2. Can we keep a subset of a character rather than all occurrences?
Yes, but it wouldn't help. If we keep a subset of character 'a', we're deleting some 'a's, which adds to deletion cost without any benefit. The optimal strategy is to keep all occurrences of the chosen character type.
3. What if multiple characters have the same maximum total cost?
It doesn't matter which one we choose - the deletion cost will be the same. For example, if 'a' and 'b' both have total cost 100, then total - 100 = same result whether we keep 'a' or 'b'.
4. Why is the result guaranteed to be non-negative?
The maximum frequency is always ≤ total cost, so total - max_freq ≥ 0. It's 0 only when all characters are the same (max_freq = total).
5. How do we handle integer overflow with large costs?
Use 64-bit integers (long long in C++, long in Java, int in Python handles big integers automatically). Cost[i] ≤ 10^9 and n ≤ 10^5, so total ≤ 10^14, which fits in 64-bit.

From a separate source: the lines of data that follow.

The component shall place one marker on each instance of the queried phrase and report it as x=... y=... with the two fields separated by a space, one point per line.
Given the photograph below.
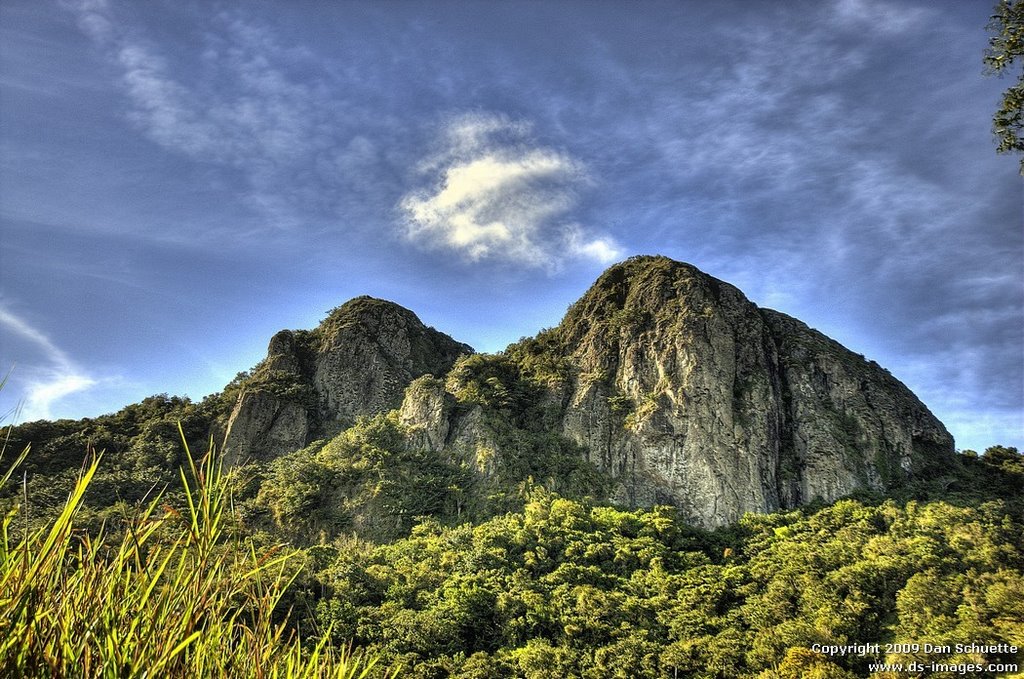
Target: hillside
x=671 y=482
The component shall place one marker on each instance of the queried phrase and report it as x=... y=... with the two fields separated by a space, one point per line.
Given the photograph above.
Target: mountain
x=669 y=382
x=357 y=362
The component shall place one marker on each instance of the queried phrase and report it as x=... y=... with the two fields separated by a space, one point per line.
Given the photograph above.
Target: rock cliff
x=684 y=392
x=314 y=383
x=667 y=383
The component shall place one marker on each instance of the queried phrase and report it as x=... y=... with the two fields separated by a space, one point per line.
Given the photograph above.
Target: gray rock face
x=263 y=426
x=369 y=351
x=313 y=383
x=686 y=393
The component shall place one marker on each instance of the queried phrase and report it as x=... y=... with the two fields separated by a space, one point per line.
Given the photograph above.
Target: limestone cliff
x=685 y=392
x=314 y=383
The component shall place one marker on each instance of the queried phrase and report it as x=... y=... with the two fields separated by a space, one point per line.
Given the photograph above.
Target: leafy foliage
x=170 y=598
x=1006 y=45
x=565 y=589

6. What's wrong with the Greedy by Groups approach?
The Greedy approach minimizes cost within each group but doesn't consider that we might want to delete entire groups. It assumes we'll keep at least one character from each group, but the optimal solution might delete all characters of certain types entirely.
7. Can this problem be solved with sorting?
Sorting would break the connection between characters and their costs, so no. We need to preserve which cost belongs to which character.
8. What if the string could have uppercase letters or other characters?
We would need a larger frequency array (size 52 for uppercase+lowercase, or 256 for all ASCII). The algorithm remains the same: total cost - max(cost_sum for each character).
9. Is there a brute force approach?
Yes, try keeping each character type (26 possibilities), calculate deletion cost for each, take minimum. This is O(26 × n) which is essentially O(n) and similar to our frequency array approach.
10. Can we solve this with a hash map instead of array?
Yes, use a hash map to store total cost for each character. For lowercase letters only, array is more efficient. For arbitrary characters, hash map is better.